Opinion: Don't have blind faith in hardware

There was a discussion the other day (on one of my lists), where someone pointed out that over many years, they had made tape backups, sent them via secured transport, and then paid for high-tech storage. And when they went to restore one of the tapes recently, there was nothing on the tape.
Over the years, I’ve lost count of the number of times I’ve heard stories like this. Long ago, I realized that you must never trust hardware.
There are just too many situations where you can get fooled. I’ll give you a couple of examples. (I have many, many more).
I used to do maintenance on mini-computers at HP in the mid-1980’s. Tape drives were some of the most fascinating pieces of equipment that I used to work on. The capstan-based devices were something, but the high speed vacuum drives were really wonders of engineering.

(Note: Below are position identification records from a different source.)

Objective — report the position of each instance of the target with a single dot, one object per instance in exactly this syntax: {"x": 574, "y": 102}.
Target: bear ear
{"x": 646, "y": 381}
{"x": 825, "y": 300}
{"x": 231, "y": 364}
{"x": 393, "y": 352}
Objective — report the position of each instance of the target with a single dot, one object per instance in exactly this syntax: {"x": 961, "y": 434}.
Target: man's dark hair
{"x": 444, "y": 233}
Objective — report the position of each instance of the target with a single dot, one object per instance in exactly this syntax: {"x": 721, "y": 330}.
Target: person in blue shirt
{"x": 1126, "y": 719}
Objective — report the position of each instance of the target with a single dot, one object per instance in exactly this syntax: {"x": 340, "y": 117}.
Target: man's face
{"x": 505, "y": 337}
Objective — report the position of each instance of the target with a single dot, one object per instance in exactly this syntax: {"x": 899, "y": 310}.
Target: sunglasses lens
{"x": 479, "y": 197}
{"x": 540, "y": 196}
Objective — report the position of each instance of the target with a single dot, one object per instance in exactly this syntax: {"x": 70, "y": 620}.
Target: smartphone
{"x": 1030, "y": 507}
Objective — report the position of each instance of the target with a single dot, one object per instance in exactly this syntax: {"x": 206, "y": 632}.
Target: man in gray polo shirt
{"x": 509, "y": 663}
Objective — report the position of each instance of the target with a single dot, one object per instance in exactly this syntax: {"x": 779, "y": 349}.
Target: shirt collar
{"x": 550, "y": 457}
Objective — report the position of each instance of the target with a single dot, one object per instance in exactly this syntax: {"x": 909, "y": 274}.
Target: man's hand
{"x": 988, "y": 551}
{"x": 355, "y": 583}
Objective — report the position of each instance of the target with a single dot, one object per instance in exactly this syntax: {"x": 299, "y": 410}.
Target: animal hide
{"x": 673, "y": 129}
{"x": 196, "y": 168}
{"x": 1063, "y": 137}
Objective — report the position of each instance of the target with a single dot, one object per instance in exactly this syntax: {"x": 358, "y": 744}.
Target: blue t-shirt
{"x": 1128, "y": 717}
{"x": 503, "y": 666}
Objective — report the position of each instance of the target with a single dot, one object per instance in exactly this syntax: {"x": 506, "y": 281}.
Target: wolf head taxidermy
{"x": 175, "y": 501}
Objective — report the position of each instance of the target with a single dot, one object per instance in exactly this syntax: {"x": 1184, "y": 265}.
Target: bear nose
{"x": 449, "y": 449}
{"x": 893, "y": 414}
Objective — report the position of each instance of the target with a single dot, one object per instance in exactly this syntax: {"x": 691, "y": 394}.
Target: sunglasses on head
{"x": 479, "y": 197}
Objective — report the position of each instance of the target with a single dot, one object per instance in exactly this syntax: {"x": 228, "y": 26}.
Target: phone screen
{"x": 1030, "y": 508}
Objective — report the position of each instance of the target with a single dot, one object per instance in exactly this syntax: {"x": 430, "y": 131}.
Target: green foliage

This shot from the movie Terminator shows one of the tape drives that I’m talking about, and some of our disk drives that were used with those systems:
I loved the way this guy was poring over the tape drive:
No idea what he would have been thinking about when looking at the drive.
But it reminded me of one of the HP tape drives I worked on where the erase head was stuck hard on. That meant that as the tape went through the drive, it first erased it as planned, then wrote to it, then read it back to make sure it was written correctly. All good to that point. But when it got to the end of the tape and rewound, it erased the entire tape.
I also saw a cartridge tape drive that was a multi-track drive. It had a problem where it wasn’t stepping between tracks. So it would write one track, turn around and not step to the next track when it was supposed to, and then write straight back over the same track it just wrote, again and again.
You simply can’t trust hardware. No matter how sophisticated it is, no matter how much error checking it has, etc. there’s always something unplanned that can happen.
Unless you are periodically restoring your data (wherever it’s stored), you have no idea if it’s any good.
And importantly, you need to restore it on another system, not the one that you created the backups on. You don’t want to find out later that the only device that could restore your backups was the one that created them, and it’s now died.
Finally, you need to do a complete rebuild periodically. I’ve seen far too many systems where even when the restore was successful, people find that there was something else that should have been backed up but wasn’t, and they now need it.
Don’t be any of these people. You can get burned.